Station Eleven begins with a production of King Lear in Toronto. The lead actor, a movie star named Arthur Leander, dies on stage of a heart attack. A young man, Jeevan, who is training to be an EMT, tries to save him. We will learn later that Jeevan was once a paparazzi, then an entertainment journalist that interviewed Leander. In the wings is a small child, Kirsten.

Later than night a flu epidemic, that originated in the European nation of Georgia, will sweep across the West, In a matter of weeks millions will die, and there will be no electricity, no air travel, no Internet. "No more diving into pools of chlorinated water lit green from below. No more ball games played out under floodlights. No more porch lights with moths fluttering on summer nights.

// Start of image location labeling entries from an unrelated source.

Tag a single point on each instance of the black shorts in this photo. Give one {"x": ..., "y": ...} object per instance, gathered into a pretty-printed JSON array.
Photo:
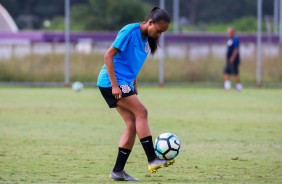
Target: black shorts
[
  {"x": 232, "y": 68},
  {"x": 110, "y": 98}
]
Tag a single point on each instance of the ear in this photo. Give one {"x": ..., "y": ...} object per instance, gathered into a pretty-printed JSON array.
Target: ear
[{"x": 150, "y": 22}]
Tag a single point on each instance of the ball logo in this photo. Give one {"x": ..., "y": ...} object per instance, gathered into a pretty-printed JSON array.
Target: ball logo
[
  {"x": 125, "y": 88},
  {"x": 147, "y": 47}
]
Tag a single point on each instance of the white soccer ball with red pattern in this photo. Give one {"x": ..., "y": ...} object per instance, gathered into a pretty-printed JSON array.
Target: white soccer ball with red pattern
[{"x": 167, "y": 146}]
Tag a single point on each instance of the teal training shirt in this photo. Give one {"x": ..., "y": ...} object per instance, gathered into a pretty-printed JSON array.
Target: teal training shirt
[{"x": 133, "y": 51}]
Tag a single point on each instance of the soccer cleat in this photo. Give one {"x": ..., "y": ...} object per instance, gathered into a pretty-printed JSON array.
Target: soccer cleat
[
  {"x": 122, "y": 176},
  {"x": 159, "y": 163}
]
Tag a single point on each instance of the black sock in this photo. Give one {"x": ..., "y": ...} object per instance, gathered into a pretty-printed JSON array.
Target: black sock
[
  {"x": 148, "y": 147},
  {"x": 122, "y": 157}
]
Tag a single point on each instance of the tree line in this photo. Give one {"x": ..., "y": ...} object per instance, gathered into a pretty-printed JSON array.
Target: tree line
[{"x": 98, "y": 15}]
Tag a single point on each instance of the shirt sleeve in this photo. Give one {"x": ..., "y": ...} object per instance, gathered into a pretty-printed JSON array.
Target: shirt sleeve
[
  {"x": 236, "y": 43},
  {"x": 122, "y": 40}
]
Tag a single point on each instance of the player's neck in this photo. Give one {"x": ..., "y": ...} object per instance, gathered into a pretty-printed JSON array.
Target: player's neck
[{"x": 144, "y": 29}]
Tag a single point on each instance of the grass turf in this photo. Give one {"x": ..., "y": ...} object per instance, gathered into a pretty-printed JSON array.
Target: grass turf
[{"x": 54, "y": 135}]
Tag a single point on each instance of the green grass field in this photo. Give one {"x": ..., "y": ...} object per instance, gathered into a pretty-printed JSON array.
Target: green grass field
[{"x": 54, "y": 135}]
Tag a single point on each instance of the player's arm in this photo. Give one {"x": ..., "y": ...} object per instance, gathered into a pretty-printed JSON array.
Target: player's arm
[
  {"x": 135, "y": 86},
  {"x": 108, "y": 58},
  {"x": 234, "y": 55}
]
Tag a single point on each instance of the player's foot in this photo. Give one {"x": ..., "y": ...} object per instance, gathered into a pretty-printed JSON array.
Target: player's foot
[
  {"x": 121, "y": 176},
  {"x": 159, "y": 163}
]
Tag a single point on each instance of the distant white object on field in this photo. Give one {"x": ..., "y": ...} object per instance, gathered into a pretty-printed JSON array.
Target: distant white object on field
[
  {"x": 77, "y": 86},
  {"x": 7, "y": 23},
  {"x": 167, "y": 146}
]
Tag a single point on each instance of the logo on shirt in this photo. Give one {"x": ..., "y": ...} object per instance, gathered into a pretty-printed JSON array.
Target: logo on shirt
[
  {"x": 125, "y": 88},
  {"x": 147, "y": 49}
]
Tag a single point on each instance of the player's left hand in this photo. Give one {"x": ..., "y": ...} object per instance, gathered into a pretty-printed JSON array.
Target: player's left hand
[{"x": 135, "y": 88}]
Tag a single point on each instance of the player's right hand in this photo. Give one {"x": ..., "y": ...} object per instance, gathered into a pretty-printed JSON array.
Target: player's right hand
[{"x": 116, "y": 91}]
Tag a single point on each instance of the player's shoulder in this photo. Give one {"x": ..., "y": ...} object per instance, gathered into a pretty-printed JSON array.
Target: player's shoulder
[
  {"x": 130, "y": 28},
  {"x": 236, "y": 39}
]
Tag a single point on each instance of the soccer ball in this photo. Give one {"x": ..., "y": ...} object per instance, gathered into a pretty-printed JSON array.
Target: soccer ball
[
  {"x": 167, "y": 146},
  {"x": 77, "y": 86}
]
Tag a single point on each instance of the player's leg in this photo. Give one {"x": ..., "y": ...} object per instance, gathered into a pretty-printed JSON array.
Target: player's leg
[
  {"x": 227, "y": 73},
  {"x": 128, "y": 137},
  {"x": 125, "y": 146},
  {"x": 227, "y": 82},
  {"x": 133, "y": 104},
  {"x": 239, "y": 86}
]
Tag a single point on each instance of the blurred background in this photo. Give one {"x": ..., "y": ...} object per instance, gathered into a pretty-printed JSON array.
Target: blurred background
[{"x": 58, "y": 42}]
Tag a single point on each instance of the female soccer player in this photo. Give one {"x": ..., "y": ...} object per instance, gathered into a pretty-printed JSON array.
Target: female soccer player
[{"x": 118, "y": 85}]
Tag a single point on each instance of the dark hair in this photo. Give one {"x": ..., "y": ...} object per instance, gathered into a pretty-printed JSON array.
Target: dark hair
[{"x": 157, "y": 15}]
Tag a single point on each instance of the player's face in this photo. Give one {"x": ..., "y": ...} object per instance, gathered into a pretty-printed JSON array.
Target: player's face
[
  {"x": 155, "y": 30},
  {"x": 230, "y": 33}
]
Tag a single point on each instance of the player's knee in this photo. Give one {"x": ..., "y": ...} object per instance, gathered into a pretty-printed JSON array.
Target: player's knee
[{"x": 143, "y": 112}]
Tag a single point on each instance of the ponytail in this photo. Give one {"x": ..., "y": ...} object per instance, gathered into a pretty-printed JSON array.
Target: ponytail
[{"x": 157, "y": 14}]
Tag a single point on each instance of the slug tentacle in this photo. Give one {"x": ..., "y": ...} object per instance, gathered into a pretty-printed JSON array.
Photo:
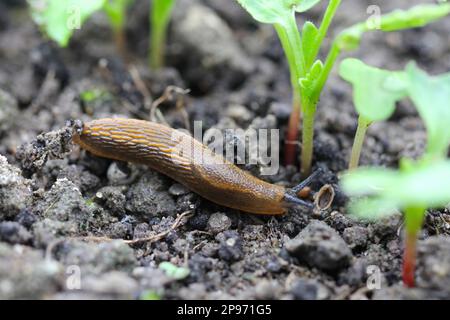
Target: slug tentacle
[{"x": 186, "y": 160}]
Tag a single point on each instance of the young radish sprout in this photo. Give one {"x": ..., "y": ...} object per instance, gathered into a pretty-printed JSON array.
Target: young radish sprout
[
  {"x": 58, "y": 19},
  {"x": 160, "y": 16},
  {"x": 309, "y": 74},
  {"x": 416, "y": 185},
  {"x": 412, "y": 189}
]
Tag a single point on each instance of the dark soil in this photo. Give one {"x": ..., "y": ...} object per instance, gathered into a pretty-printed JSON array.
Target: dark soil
[{"x": 56, "y": 200}]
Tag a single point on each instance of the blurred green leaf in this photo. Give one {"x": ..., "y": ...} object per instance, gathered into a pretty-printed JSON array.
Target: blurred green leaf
[
  {"x": 60, "y": 18},
  {"x": 275, "y": 12},
  {"x": 417, "y": 16},
  {"x": 174, "y": 272},
  {"x": 150, "y": 295},
  {"x": 375, "y": 91}
]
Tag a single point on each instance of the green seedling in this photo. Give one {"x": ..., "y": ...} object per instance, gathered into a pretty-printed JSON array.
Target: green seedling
[
  {"x": 160, "y": 16},
  {"x": 117, "y": 14},
  {"x": 376, "y": 91},
  {"x": 412, "y": 189},
  {"x": 174, "y": 272},
  {"x": 309, "y": 74},
  {"x": 58, "y": 19},
  {"x": 418, "y": 185}
]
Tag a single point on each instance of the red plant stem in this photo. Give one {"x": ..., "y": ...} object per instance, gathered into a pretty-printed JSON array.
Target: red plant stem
[
  {"x": 291, "y": 143},
  {"x": 409, "y": 259}
]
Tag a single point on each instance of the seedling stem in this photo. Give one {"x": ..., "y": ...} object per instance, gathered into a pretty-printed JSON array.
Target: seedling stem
[
  {"x": 363, "y": 124},
  {"x": 413, "y": 220}
]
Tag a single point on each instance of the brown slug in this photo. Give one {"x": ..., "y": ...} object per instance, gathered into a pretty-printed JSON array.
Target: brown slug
[{"x": 213, "y": 177}]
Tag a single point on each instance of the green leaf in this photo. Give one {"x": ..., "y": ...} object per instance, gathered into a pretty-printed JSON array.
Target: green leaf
[
  {"x": 431, "y": 96},
  {"x": 60, "y": 18},
  {"x": 417, "y": 16},
  {"x": 375, "y": 91},
  {"x": 275, "y": 11},
  {"x": 177, "y": 273},
  {"x": 116, "y": 11},
  {"x": 309, "y": 34}
]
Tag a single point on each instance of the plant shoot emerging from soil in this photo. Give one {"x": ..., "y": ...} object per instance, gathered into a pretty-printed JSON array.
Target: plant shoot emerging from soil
[
  {"x": 160, "y": 16},
  {"x": 309, "y": 74},
  {"x": 59, "y": 19},
  {"x": 417, "y": 185},
  {"x": 116, "y": 11}
]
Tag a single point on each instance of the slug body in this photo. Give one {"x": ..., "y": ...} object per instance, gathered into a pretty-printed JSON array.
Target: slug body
[{"x": 184, "y": 159}]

No more trains running under the surface of cities on the dazzling power of the electric third rail. No more cities. No more films, except rarely, except with a generator drowning out half the dialogue, and only then for the first little while until the fuel for the generators ran out, because automobile gas goes stale after two or three years,"

As with all of these kind of books, the great question for the reader is, "What would you do?" In Station Eleven, the quote from a Star Trek episode, "Survival is insufficient" is the dogma. A certain number of survivors, including Kirsten, now grown up, travel up and down Lake Michigan performing music and Shakespeare. Calling themselves the Symphony (some of the characters, like the clarinet, are known to us only by their instruments). They are artists, but they are not naive, and Kirsten has two knives tattooed on her hand, indicating the number of killings she's made.

The story of the Symphony, and their encounter with a group of religious nuts led by "the prophet" is interwoven with what happened before and right after the flu. Jeevan hides out with his brother for weeks in a Toronto apartment as the flu devastates the world. Long before the flu, Leander has mixed feelings about his fame. He marries a woman from his home town in British Columbia, Miranda, who has been working on a comic book called Station Eleven, giving the novel its title and its linchpin, as it will connect two characters at the end. Another part of the book deals with a few hundred survivors trying to make a civilization living in an airport, where an old friend of Leander's makes a museum of items that were pre-flu.

Much of the book is quite wonderful, but it never really came together for me. Mandel uses the old coincidence gambit, as almost everyone in the book has met someone else in the book. The use of the comic book is risky because we can't see it, we can only read its description. It might have been interesting to actually see a comic book as part of the novel. As it is, I could only picture it, and not very well.

I also found the character of Leander tricky. He really wasn't that special--a typical Hollywood star who has married three times, has trouble connecting with his son, and wants to do Shakespeare to hone his craft. Frankly, he's kind of a bore, and those passages about his life dragged the book down a bit. There's a long section that goes by before we get back to the Symphony, and I was happy to be back with them.

This genre of book has been around a long time. The Stand, by Stephen King, is the standard bearer, and Station Eleven makes has much more modest ambitions. It's a good book, but not a great one.